かつてアルトが姉のように慕っていた親友――フォルテ――の恋人。
そして、フォルテを失った原因。
火星軍の指揮官、シリウス。
〈アスモデウス〉が怒りの化身のように、白銀の〈ヴァルキュリア〉へと迫る。
アルトはシリウスの心に意識を向け、≪自身の心≫をそっと近づけた。
けれども、アルトの心は冷たい壁に突き当たり、進むことはできなかった。
はっきりとした拒絶。
そして、救いを求める怒りと悲しみ。
救いを求めているのに拒絶を示すシリウスの心に、アルトは小さく舌打ちした。
「アルト……!」
通信が開かれる。
シリウスの声は、怒りと悲しみに満ちていた。
「お前が……お前が彼女を奪った……!」
――よくもそんなことを言う。
「お前さえいなければ!!」
アルトは静かに息を吐く。
シリウスの言葉に、こちらのセリフだと言い返したい気持ちを飲み込んだ。
フォルテは、戦場の空に散ってしまった。
――アルトの手で。
壊れていく彼女の心を感じた。
アルトを殺すという決意を抱いた彼女の心は、すでに破綻していた。
殺したくないと泣きながら命を狩り続けた彼女の心は、アルトの命を奪った瞬間に決壊する――
アルトには、それが分かっていた。
フォルテは、アルトを殺した後、シリウスを殺し、自身も死ぬつもりだった。
――そうすれば、戦いが終わると信じて。
そんなことで終わるはずがないと分かっていながら、彼女の心はそう信じることでしか保てなかった。
そこまで、壊れてしまっていた。
優しい彼女を戦場に連れ出したのは、あなたではないか――
その言葉を、アルトは飲み込んだ。
シリウスに怒りを向けることを、フォルテは悲しむだろうと。
「シリウス……こんなことを……彼女は望んでいない」
〈アスモデウス〉の砲撃を、〈ヴァルキュリア〉はかわしながら進む。
フォルテは、酒場のウェイトレスという穏やかな生を選んだ人だった。
誰よりも戦闘機を乗りこなす≪共感≫の力を持っていた。
けれども、彼女は優しすぎる人だった。
だから、“僕たち”が戦うことを選んだ。
彼女のように、戦わなくていい人が戦わなくて済むように。
〈アスモデウス〉の射撃は正確に〈ヴァルキュリア〉を狙う。
なのに――あなたが彼女を戦場に連れてきてしまった。
“僕たち”の嘆きを、あなたは分かるだろうか。
彼女は、その嘆きを感じていた。
“僕たち”の嘆きを、一人で抱えてしまった。
〈ヴァルキュリア〉は、まるで先読みをしているかのように〈アスモデウス〉の攻撃を避ける。

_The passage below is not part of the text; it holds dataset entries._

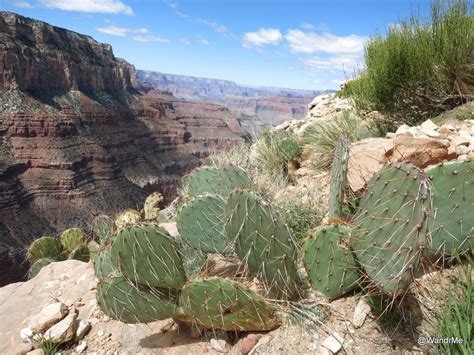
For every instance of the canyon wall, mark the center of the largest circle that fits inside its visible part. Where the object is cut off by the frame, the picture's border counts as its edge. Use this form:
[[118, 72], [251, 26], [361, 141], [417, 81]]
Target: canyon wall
[[81, 135]]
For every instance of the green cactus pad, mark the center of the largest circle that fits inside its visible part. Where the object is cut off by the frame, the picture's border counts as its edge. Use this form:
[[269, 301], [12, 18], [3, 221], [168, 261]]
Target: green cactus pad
[[329, 262], [103, 227], [38, 265], [44, 247], [201, 224], [223, 304], [122, 300], [452, 222], [389, 236], [72, 238], [81, 253], [148, 255], [103, 266], [262, 241], [151, 209], [218, 181]]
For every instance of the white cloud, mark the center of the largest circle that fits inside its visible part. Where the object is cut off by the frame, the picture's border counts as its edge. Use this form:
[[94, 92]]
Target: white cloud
[[310, 42], [150, 38], [22, 4], [96, 6], [262, 37], [120, 31]]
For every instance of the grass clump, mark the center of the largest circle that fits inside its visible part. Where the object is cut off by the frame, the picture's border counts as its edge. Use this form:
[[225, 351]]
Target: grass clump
[[322, 138], [419, 68]]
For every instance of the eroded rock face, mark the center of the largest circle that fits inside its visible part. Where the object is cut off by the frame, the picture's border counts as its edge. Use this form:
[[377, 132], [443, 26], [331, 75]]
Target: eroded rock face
[[77, 138]]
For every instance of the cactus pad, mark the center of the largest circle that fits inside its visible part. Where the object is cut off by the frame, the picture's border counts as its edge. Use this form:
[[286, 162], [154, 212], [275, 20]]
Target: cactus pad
[[151, 209], [219, 181], [262, 241], [329, 262], [103, 227], [122, 300], [200, 223], [224, 304], [148, 255], [38, 265], [452, 222], [72, 238], [44, 247], [390, 227]]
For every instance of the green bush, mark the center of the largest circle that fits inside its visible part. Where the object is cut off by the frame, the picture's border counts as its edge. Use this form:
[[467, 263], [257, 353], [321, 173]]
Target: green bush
[[419, 68]]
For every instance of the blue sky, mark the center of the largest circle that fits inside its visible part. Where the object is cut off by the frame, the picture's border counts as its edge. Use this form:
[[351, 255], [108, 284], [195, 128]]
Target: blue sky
[[285, 43]]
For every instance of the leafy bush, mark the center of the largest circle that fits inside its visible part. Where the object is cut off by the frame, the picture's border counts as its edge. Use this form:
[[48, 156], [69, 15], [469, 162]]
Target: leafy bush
[[322, 138], [419, 68]]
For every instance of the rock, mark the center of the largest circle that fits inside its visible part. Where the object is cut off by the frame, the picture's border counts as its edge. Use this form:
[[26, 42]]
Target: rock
[[360, 313], [366, 159], [218, 345], [82, 327], [333, 343], [248, 342], [420, 151], [48, 316], [65, 330]]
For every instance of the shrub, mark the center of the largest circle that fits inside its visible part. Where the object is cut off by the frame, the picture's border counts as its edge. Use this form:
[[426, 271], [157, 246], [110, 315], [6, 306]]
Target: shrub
[[321, 138], [419, 68]]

彼女のように戦いたくない人たちを守るために選んだ道だったのに。
……彼女は選んだ。
“僕たち”を敵とすることを。
――彼女が……あなたの隣で戦うことを選んだのに?
あなたを選び、敵となって現れた彼女を見た僕らの絶望を、あなたは理解できるだろうか。
“僕たち”の嘆きも、自身の望みもねじ伏せて、彼女はあなたを選び、戦い……そして戦場の露と散った。
それなのに、あなたはそれを認めようとしない。
“僕たち”のせいにして、怒り、泣き、叫ぶ。
――あなたのために彼女は命を散らしたのに。
その思いすら、受け取ろうとしない。
〈アスモデウス〉の砲撃は苛烈さを増していく。
「………っく……」
アルトは、シリウスに向ける自身の怒りの感情を飲み込む。
あふれる怒りの言葉を。
――フォルテを僕たちから……僕たちの姉を奪ったのは、あなただろう!
けれど、その言葉をまた飲み込んだ。
フォルテが、それを望んでいなかったことを知っていたからだ。
彼をわかってあげてほしい――
それが、彼女がアルトに最後に残したメッセージだった。
――ああ……でも、あなたは……
アルトは、怒りと悲しみに囚われたシリウスの心から、そっと離れる。
≪共感≫し、フォルテの最後の言葉を伝えようと≪心≫を近づけてみたが――拒絶は深かった。
この人には、彼女の願いすら届いていない。
――僕では……届けることができない……
心を届けることはできない。
だから、言葉で送る。
けれど、飲み込み続けた怒りの言葉をねじ伏せて出た言葉は、思いの欠片だけだった。
「彼女は、彼女のものだった。……君も、僕も、どちらも奪われた存在なのだろうね」
アルトの言葉を、シリウスは意味あるものとして聞いてはいないだろう。
ただ、彼の攻撃に悲しみと怒りがアルトへと向かっていることを感じただけだ。
意識を戦場に戻す。
アルトとシリウスには、戦うことしか残っていない。
〈アスモデウス〉に追われていた〈ヴァルキュリア〉は、機首を敵機に向ける。
「あなたは……僕をここで殺す気だろうけれど……僕は……あなたよりも残酷だから」
両機とも一気に加速した。
二機が交差する。
アルトがすれ違いざまに放った数発の砲撃が、〈アスモデウス〉に的確に命中し、大破させる。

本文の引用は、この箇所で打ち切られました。